CodexMonitor + Ravi
CodexMonitor + Ravi
CodexMonitor is a Tauri-based desktop application for orchestrating multiple OpenAI Codex agent sessions across isolated workspaces. It lets you add local repos, spawn one codex app-server per workspace, and manage all agent threads from a single UI — with git worktree isolation, thread management, GitHub PR integration, and a headless remote daemon mode.
Ravi is the identity layer that makes CodexMonitor safe to run at scale: encrypted credential storage, per-worktree agent identities, and non-interactive auth for headless daemon setups.
The Problem
CodexMonitor’s daemon stores its auth token in plaintext settings.json. When you’re running multiple parallel agents across worktrees, each one shares the same OS-level identity — same email, same git config, same GitHub account. As soon as you go headless (daemon mode over Tailscale, for example), you also hit a browser-flow requirement for the initial codex_login that breaks non-interactive startup.
These aren’t obscure edge cases. They’re what happens the moment you try to run CodexMonitor seriously: multiple agents, a remote machine, no human sitting at a keyboard.
What Ravi Adds
Encrypted credential storage. Ravi’s secrets vault replaces plaintext settings.json for the daemon auth token. The token is E2E encrypted at rest, portable across machines, and rotatable without touching config files. At daemon init, swap the file read for a single API call.
Per-worktree agent identity. Git worktrees are filesystem-isolated but share OS identity. Ravi identity provisioning gives each worktree a unique email address and phone number. Each agent’s git config user.email points to its own Ravi address, and any email verification that arrives (GitHub confirmations, OAuth flows) lands in that identity’s inbox and can be handled programmatically — no human required.
GitHub token isolation. CodexMonitor uses gh for issue and PR lookups per workspace. Ravi’s secrets store can hold a separate GitHub token per workspace identity. Each worktree authenticates as a distinct agent, with its own GitHub account and commit attribution, rather than sharing a single developer credential.
Headless OAuth. codex_login requires a browser flow — a hard blocker for daemon restarts on remote machines. Ravi holds the resulting session token after initial setup and restores it programmatically on subsequent starts. The daemon becomes fully non-interactive.
Setup Guide
1. Store the daemon auth token in Ravi
Instead of reading the token from settings.json at startup, store it once in the Ravi vault:
# Using the Ravi CLI or any Ravi-integrated agent
ravi secrets set CODEX_MONITOR_DAEMON_TOKEN <your-token>
At daemon init, retrieve it:
// Before: read from settings.json
const token = settings.daemonAuthToken;
// After: retrieve from Ravi vault
const token = await ravi.secrets.get("CODEX_MONITOR_DAEMON_TOKEN");
The token is now encrypted at rest, portable to any machine with Ravi access, and rotatable without a config file edit.
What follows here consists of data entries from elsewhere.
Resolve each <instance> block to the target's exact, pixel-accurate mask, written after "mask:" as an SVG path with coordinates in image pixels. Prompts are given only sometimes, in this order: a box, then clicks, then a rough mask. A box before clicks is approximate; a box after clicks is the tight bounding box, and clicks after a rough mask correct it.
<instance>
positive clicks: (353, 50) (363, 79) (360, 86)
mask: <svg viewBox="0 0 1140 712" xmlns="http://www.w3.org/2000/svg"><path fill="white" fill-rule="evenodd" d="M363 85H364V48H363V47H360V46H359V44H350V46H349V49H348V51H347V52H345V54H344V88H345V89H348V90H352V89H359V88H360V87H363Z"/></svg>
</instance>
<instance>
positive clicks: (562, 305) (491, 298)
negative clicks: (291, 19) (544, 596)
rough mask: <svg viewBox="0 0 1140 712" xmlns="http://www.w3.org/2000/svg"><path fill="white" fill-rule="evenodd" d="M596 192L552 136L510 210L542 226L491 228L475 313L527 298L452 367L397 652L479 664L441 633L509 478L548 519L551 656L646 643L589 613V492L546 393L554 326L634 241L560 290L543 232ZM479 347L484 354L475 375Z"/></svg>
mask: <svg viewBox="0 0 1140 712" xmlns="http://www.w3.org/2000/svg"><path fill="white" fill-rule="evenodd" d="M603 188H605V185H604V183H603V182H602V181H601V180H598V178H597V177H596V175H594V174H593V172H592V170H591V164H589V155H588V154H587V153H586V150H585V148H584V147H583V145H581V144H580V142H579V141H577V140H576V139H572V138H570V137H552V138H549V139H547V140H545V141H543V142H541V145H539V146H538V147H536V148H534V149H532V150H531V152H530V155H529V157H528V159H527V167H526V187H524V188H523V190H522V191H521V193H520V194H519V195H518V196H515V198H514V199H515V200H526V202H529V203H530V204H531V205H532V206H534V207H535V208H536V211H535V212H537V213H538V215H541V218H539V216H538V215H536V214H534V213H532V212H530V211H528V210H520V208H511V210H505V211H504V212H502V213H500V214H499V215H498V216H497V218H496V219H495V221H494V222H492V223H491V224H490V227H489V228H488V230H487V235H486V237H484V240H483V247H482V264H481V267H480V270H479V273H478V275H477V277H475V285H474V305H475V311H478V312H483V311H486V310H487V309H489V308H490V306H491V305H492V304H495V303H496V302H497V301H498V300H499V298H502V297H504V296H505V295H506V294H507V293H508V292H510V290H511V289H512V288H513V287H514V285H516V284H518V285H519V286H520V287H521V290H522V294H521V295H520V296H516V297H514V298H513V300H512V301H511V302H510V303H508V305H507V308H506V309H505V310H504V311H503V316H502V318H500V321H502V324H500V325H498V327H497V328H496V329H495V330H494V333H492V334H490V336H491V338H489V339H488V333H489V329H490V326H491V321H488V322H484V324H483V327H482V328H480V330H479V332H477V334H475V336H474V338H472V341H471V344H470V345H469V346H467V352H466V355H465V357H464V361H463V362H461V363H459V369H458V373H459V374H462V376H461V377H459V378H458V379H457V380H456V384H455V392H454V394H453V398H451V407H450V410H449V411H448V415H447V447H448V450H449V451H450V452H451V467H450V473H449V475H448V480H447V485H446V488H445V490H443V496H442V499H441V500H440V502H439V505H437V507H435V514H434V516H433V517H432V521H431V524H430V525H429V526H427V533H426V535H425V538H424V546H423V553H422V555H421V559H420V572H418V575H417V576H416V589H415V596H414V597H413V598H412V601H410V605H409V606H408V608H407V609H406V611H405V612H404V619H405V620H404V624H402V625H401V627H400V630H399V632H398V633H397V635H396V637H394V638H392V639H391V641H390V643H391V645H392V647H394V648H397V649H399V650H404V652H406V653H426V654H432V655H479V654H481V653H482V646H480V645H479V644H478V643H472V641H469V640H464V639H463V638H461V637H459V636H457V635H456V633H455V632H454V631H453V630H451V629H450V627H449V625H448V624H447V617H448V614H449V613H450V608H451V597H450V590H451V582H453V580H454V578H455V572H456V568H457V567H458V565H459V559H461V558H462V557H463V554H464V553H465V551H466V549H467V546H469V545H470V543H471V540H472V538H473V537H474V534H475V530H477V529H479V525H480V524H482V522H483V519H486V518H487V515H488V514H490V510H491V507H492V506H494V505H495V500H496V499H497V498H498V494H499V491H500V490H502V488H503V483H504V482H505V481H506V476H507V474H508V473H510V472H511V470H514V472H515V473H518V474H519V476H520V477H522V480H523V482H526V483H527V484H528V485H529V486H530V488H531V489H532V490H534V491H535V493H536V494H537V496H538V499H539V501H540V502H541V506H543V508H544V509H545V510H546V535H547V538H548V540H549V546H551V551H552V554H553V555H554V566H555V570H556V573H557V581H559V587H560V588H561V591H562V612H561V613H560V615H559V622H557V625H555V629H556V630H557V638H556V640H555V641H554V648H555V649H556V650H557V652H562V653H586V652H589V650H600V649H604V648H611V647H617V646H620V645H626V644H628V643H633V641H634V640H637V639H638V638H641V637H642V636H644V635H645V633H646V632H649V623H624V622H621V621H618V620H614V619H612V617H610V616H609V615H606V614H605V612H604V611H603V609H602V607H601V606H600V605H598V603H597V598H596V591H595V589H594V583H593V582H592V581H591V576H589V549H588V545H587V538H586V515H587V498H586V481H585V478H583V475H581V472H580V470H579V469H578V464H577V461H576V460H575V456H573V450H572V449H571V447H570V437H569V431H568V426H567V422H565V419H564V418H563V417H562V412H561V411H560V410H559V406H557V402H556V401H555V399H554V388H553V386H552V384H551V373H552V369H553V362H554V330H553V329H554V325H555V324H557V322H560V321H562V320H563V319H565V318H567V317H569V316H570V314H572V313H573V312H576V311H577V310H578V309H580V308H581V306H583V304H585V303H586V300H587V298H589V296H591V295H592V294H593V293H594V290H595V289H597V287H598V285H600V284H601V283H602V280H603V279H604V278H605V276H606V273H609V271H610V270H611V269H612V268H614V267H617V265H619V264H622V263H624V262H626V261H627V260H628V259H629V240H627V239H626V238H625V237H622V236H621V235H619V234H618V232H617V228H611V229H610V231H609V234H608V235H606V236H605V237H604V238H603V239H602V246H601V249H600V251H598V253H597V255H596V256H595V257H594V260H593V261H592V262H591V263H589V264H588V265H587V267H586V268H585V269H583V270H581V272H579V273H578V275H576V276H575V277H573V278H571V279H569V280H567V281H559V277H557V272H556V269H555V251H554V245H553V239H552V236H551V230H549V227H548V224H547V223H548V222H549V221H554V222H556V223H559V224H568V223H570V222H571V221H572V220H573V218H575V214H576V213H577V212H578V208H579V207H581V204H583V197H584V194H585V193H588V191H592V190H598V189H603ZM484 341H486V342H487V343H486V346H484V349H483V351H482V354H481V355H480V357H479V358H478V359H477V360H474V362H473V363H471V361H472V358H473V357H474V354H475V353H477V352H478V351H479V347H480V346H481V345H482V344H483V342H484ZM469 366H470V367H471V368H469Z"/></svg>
2. Provision a Ravi identity per worktree
For each workspace you add to CodexMonitor, create a corresponding Ravi identity:
# Example: workspace "payments-agent"
ravi identity create --name "payments-agent" --email payments-agent
Configure the worktree’s git identity to use the provisioned address:
git -C /path/to/worktree config user.email payments-agent@yourdomain.raviapp.com
git -C /path/to/worktree config user.name "payments-agent"
Any email verification triggered by that agent’s activity — GitHub notifications, OAuth confirmations — now arrives in that identity’s inbox. A Ravi-connected agent can handle verification automatically without human intervention.
3. Store per-workspace GitHub tokens
If each worktree agent uses its own GitHub account:
# Store per-workspace
ravi secrets set CODEX_MONITOR_GH_TOKEN_PAYMENTS_AGENT ghp_...
Pass the workspace-scoped token to gh at runtime instead of relying on the shared system credential:
GH_TOKEN=$(ravi secrets get CODEX_MONITOR_GH_TOKEN_PAYMENTS_AGENT) gh pr list
4. Restore the Codex session token on daemon restart
After completing initial codex_login, extract and store the session token:
ravi secrets set CODEX_SESSION_TOKEN <extracted-token>
On subsequent daemon starts, restore it programmatically — no browser prompt, no human required. The daemon restarts cleanly on any machine with Ravi access.
Why This Matters
CodexMonitor is already good at parallelism at the UI level. The gap is identity: multiple agents sharing one credential set, auth tokens in plaintext, and a login flow that breaks headless operation.
Ravi fills that gap without requiring any changes to CodexMonitor’s core. The secrets vault is a two-line integration. The per-identity provisioning is a git config change. The result is a CodexMonitor deployment where each agent is genuinely isolated — its own identity, its own credentials, its own audit trail — and the whole thing restarts without a human at the keyboard.